About Gateway Energy
 
Gateway Energy Corporation owns and operates natural gas gathering, transportation and distribution systems in Texas, Texas state waters and in federal waters of the Gulf of Mexico off the Texas and Louisiana coasts. Gateway gathers offshore wellhead natural gas production and liquid hydrocarbons from producers, and then aggregates this production for processing and transportation to other pipelines.

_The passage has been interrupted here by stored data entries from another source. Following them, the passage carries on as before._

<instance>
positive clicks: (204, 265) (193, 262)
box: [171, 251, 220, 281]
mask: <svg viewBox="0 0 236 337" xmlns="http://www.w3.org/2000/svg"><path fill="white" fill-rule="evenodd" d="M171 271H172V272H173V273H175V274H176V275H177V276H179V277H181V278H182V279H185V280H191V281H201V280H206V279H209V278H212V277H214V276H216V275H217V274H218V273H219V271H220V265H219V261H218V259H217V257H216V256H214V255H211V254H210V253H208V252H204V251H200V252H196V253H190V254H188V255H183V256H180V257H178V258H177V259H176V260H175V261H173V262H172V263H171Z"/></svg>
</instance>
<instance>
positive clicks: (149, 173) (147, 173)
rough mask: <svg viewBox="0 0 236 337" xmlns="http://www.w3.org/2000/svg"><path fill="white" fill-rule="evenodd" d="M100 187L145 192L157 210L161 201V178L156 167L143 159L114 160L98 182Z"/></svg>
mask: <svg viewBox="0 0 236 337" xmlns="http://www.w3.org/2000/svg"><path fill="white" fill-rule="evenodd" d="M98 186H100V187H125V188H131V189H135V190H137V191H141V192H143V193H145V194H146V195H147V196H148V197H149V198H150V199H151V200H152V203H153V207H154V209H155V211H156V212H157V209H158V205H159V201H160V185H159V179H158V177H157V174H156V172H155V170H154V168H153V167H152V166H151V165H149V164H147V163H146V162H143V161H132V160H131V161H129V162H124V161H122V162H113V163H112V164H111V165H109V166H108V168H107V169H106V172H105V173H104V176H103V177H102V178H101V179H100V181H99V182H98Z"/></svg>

Gateway also transports gas through its onshore systems for non-affiliated shippers and through its affiliated distribution system and makes sales of natural gas to end users.
 
Safe Harbor Statement
 
Certain of the statements included in this press release, which express a belief, expectation or intention, as well as those regarding future financial performance or results, or which are not historical facts, are “forward-looking” statements as that term is defined in the Securities Act of 1933, as amended, and the Securities Exchange Act of 1934, as amended. The words “expect”, “plan”, “believe”, “anticipate”, “project”, “estimate”, and similar expressions are intended to identify forward-looking statements. These forward-looking statements are not guarantees of future performance or events and such statements involve a number of risks, uncertainties and assumptions, including but not limited to industry conditions, prices of crude oil and natural ga s, regulatory changes, general economic conditions, interest rates, competition, and other factors. Should one or more of these risks or uncertainties materialize or should the underlying assumptions prove incorrect, actual results and outcomes may differ materially from those indicated in the forward-looking statements, which speak only as of the date hereof. The Company undertakes no obligation to republish revised forward-looking statements to reflect events or circumstances after the date hereof or to reflect the occurrence of unanticipated events.